Preventing Fork Bombs

    I wrote this after finally figuring out how to prevent fork bombs in Slackware.  Remember, I'm primarily a musician, I just happen to use Linux.  Anyways, add this line to /etc/profile:

ulimit -u 100

    This basically sets the maximum number of processes a user can run at one time to 100.  Since my normal amount (ps -U robert -u robert | wc -l) is about 50 or so, I'd think that I'm good to go now.
    I tested this myself, and while on my computer it tends to lag quite a bit while being fork bombed, the system can still be logged into locally by root and the fork bomb killed.  (By the way, don't think fork bombs are unique to Linux: any operating system can be fork bombed in almost any language by anyone with the determination to do so.  Windows can be fork bombed, and fork bombs can be inserted into Flash and Java.)

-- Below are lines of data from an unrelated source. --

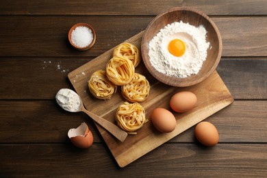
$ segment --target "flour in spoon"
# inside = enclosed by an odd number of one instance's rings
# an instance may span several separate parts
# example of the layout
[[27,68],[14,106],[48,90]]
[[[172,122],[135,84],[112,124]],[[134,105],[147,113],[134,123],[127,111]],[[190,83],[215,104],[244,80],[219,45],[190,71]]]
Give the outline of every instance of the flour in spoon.
[[[149,55],[152,66],[169,76],[187,77],[199,73],[207,58],[209,42],[206,41],[207,31],[202,25],[196,27],[182,21],[168,24],[149,42]],[[176,57],[168,45],[172,40],[179,39],[186,45],[184,54]]]
[[55,100],[61,107],[70,112],[78,111],[81,105],[79,95],[68,88],[60,89],[55,95]]

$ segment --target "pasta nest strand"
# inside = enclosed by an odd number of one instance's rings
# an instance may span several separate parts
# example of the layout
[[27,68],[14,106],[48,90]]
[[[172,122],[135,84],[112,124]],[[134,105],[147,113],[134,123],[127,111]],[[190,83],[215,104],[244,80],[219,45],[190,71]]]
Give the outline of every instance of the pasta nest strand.
[[107,79],[106,72],[103,70],[98,70],[92,75],[88,81],[88,87],[94,97],[104,100],[110,99],[117,88]]
[[107,78],[117,86],[128,84],[134,77],[135,68],[125,57],[114,56],[107,64]]
[[131,102],[144,101],[149,95],[150,85],[144,75],[135,73],[132,80],[121,86],[123,96]]
[[113,51],[113,56],[124,56],[131,60],[136,67],[140,62],[140,53],[138,49],[129,42],[118,44]]
[[120,105],[116,113],[118,125],[128,132],[136,131],[146,123],[145,112],[143,107],[138,103],[125,102]]

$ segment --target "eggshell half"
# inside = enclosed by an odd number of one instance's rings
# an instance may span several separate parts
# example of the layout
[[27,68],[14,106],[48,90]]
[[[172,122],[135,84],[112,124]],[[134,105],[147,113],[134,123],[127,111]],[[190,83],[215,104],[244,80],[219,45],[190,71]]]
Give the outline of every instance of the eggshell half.
[[89,148],[94,140],[92,132],[85,123],[82,123],[76,129],[71,129],[68,136],[71,142],[78,148]]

Preventing Ctrl+Alt+Backspace

    You've secured your Linux only to find that now anyone can bring your laptop out of suspend and by executing ctrl+alt+backspace log your user out of the graphical system (and in Slackware, if your machine starts up in level 3 init, use your login).  The solution is putting this in your /etc/X11/xorg.conf:

Section "Serverflags"
   Option "DontZap" "yes"
EndSection


    This should prevent anyone from logging you out of X.  Be warned, though, that this is global, meaning that you will lose the ability to execute ctrl+alt+backspace.

Preventing Firewire Hack

    I am being told that since Firewire has direct access to the RAM on a computer, it would be easy for an attacker who has the proper tool to insert a firewire device and copy the entire contents of a machine's RAM.  This means that even if you were to use encrypted disk with LUKS and LVM, an attacker could gain access to it using this tool.  I recommend that one blacklist (not load) the modules to firewire (assuming their machine has firewire ports and that they own no firewire devices).  While I no longer have a computer with Firewire, here's how to blacklist the modules (add this to /etc/modprobe.d/blacklist.conf):

# For the old Firewire modules:
blacklist ieee1394
blacklist ohci1394
# For the new Firewire modules:
blacklist firewire-core
blacklist firewire-net
bl
acklist firewire-ohci
blacklist firewire-sbp2

NEW: Locking Down X Server Access

    Recently, while reading a good book on UNIX security, I ran across instructions to lock down access to the local X server using xauth.  I set about trying to find out how to do this automatically using a ".conf" file, and as a result of my research, noticed in the xauth manual a reference to /etc/X0.hosts, which refers you to the Xserver manual.  It gave examples, one of which I found interesting.  To lock down X server authentication to only local users using xhost, put this line in /etc/X0.hosts:
LOCAL:

Conclusion

    This is most of the information I know about securing your box.  For information on other servers, be sure to search the internet and use the documentation provided.